Let’s begin with the obvious. I made no post last week. Not even a lazy quote like the week before it, nor even a tiny “Sorry I can’t really think of what to write” like the month before. Nothing. Nada. I had zero in me, because, for once, I’d written a part of a short-story earlier that day (which you might get to see, maybe…)
This could be the start of a slippery slope, because it meant that I remembered this week’s deadline 20 minutes after it had technically elapsed.
It also means, per our agreement, that I owe Adrianne a drink. Fair is fair.
Anyway here’s this weeks post. Its title’s a bit of a sham. I am at home, it’s true, but there’s little to say about that. I could write about my family, how I adore each of them; I could also write about Coleraine, and how I loathe it. But I think those are topics for another time.
Being at home makes me think. It might be my parents, who both encourage me to think just by being them, or maybe the prevelance of books, which there aren’t many of at Hub outside of a few spots. In any case I’ve been thinking about a lot.

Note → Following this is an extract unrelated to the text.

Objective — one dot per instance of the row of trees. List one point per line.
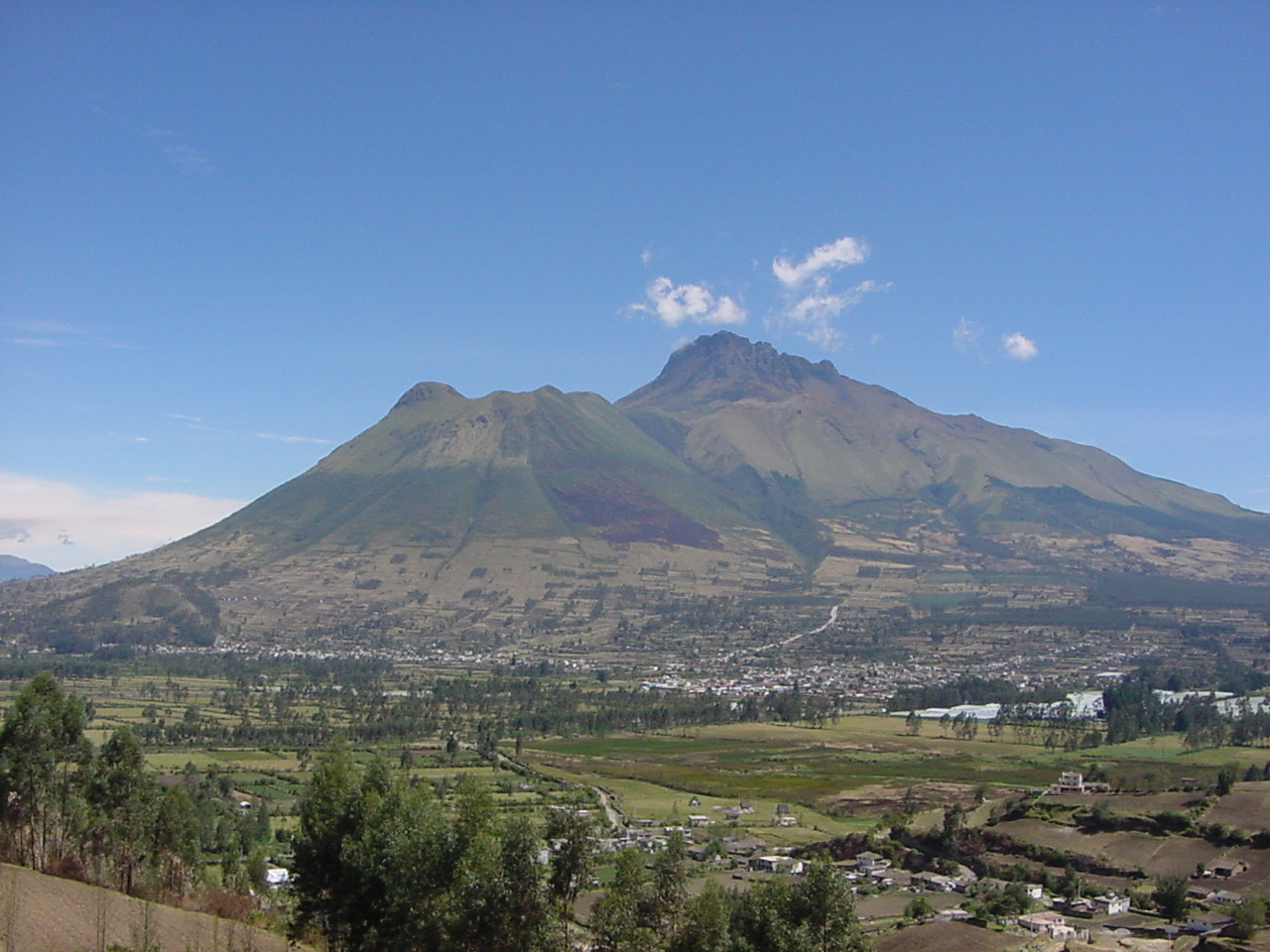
(382, 865)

Earlier this week my roommate asked me how good I thought I was at computers. I’d just been complaining about how unsuited some people in my course seem to be to the craft, and how easy the modules are. I said I reckoned I was pretty good, but he didn’t take that for an answer. He asked again, and told me to really be honest about how far I think I could go with my ability. So I took the question seriously, and after a few moments, I said “MIT. If I actually worked hard, I could make it to MIT, do a postgraduate program there.”
Some of you might think that’s a bit egotistic, and that might be true. But let’s assume I’m right. That if I pushed myself beyond what my fairly basic undergraduate modules asked of me, I could make it to Massachusetts some time in the next five years. Because as interesting as it was to find out that I think that highly of my abilities, a far more important revelation occurred to me later:
Would I want that?
During the summer I had a deep experience at a Christian youth festival called Summer Madness (which is responsible for many such moments in my life and faith to date). The realization I came away with was this – that I’m not sure I even like computers. In fact I became quite convinced that I didn’t, that I didn’t want to learn about them, work with them, have a career in them. To a boy who’d just completed a year of his Software Engineering degree, who’d acquired an apprenticeship that gave him life-changing financial support and opportunities, and who for the last four years had thought of doing nothing else… well it wasn’t a realization he wanted to have.
And that boy still doesn’t know what to do with it now that he has. Even moving past my uncertainty around what God speaks and what I myself think, I’m left with a paradox. Why have I been so drawn to computers, in my free-time, school, and now my higher education, if I don’t like them? Is there not some part of me that does like them? Which one? And what else, oh what else, am I to do with my life?
Originally I was going to leave you here, at the climax of my questioning, for dramatic effect, but I realized that may incur a lot of concerned texts. So don’t worry – I’m fine. Just because I don’t know where I’m going doesn’t mean I don’t love where I’m at, which I do. I don’t know what all this writing was for, or whom except myself it was for, but if you read it all, thanks. And if you too don’t really know where you want to be, or what you want at all, read Psalm 32:8. It’s a verse that hangs in my room. I don’t think I’ve ever not needed to read it.